The Form of Inquisition recorded the jury's verdict of suicide. In the narrative section, the foreman had written: 'Between 2 and 4 a.m. the deceased tore a strip from his bed sheet, tied one end to the bars of the window and, standing on a chair, tied the other end around his neck, then kicked the chair away, causing death by strangulation.'
There were statements from the maintenance man who discovered the body, the two secure care officers who were on duty in the house unit that night, a security guard who testified to the continuing malfunction of the CCTV system in the unit, the medical staff who examined Danny on his admission, the director of Portshead Farm and the case worker from the Youth Offending Team who had dealt with him before he was sentenced. A copy of the staff rosters for the week leading up to Danny's death had been carefully gone through: there were personal phone numbers next to each name and ticks, she assumed, Marshall had made as he worked through them.
Near the back of the file was an aerial photograph and detailed plan of the secure training centre which Marshall had annotated. It was a small prison in an exposed field on the South Gloucestershire side of the Severn estuary, midway between the Severn Bridge and Oldbury nuclear power station, four miles to the east.
Portshead Farm consisted of five buildings positioned around a central yard area and a playing field.

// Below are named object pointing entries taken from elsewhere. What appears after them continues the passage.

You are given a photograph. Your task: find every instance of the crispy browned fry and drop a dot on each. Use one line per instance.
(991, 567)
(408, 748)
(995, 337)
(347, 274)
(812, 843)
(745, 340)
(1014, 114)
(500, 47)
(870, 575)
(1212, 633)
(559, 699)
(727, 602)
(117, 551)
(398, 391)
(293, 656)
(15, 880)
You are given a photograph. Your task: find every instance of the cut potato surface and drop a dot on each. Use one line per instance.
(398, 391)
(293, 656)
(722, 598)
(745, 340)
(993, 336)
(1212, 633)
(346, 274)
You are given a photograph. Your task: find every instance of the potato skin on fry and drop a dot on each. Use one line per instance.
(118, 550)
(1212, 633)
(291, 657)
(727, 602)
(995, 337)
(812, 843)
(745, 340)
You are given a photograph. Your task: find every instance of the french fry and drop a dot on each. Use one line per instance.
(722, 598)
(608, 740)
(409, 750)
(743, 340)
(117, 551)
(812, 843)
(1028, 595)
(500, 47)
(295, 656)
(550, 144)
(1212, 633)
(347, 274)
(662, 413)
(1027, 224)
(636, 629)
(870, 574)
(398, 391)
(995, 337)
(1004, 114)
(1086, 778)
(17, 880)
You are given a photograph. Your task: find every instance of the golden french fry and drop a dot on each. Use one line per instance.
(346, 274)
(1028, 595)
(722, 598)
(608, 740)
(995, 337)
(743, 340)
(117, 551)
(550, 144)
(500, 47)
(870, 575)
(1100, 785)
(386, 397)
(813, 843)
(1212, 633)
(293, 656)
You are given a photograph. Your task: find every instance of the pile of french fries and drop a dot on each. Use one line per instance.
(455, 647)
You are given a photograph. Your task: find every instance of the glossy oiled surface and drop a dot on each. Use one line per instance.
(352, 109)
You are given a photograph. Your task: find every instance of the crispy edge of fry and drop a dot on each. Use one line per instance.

The entire complex was surrounded by a twelve-foot concrete wall topped with razor wire and surveillance cameras. At the entrance were the reception and medical centre in which new inmates were examined and, if necessary, housed in one of several observation cells before being certified fit for transfer to one of the two single-sex house units. The fourth building contained classrooms in which trainees underwent a crude form of education. The fifth, nearest the playing field, was the canteen, which doubled as a gymnasium.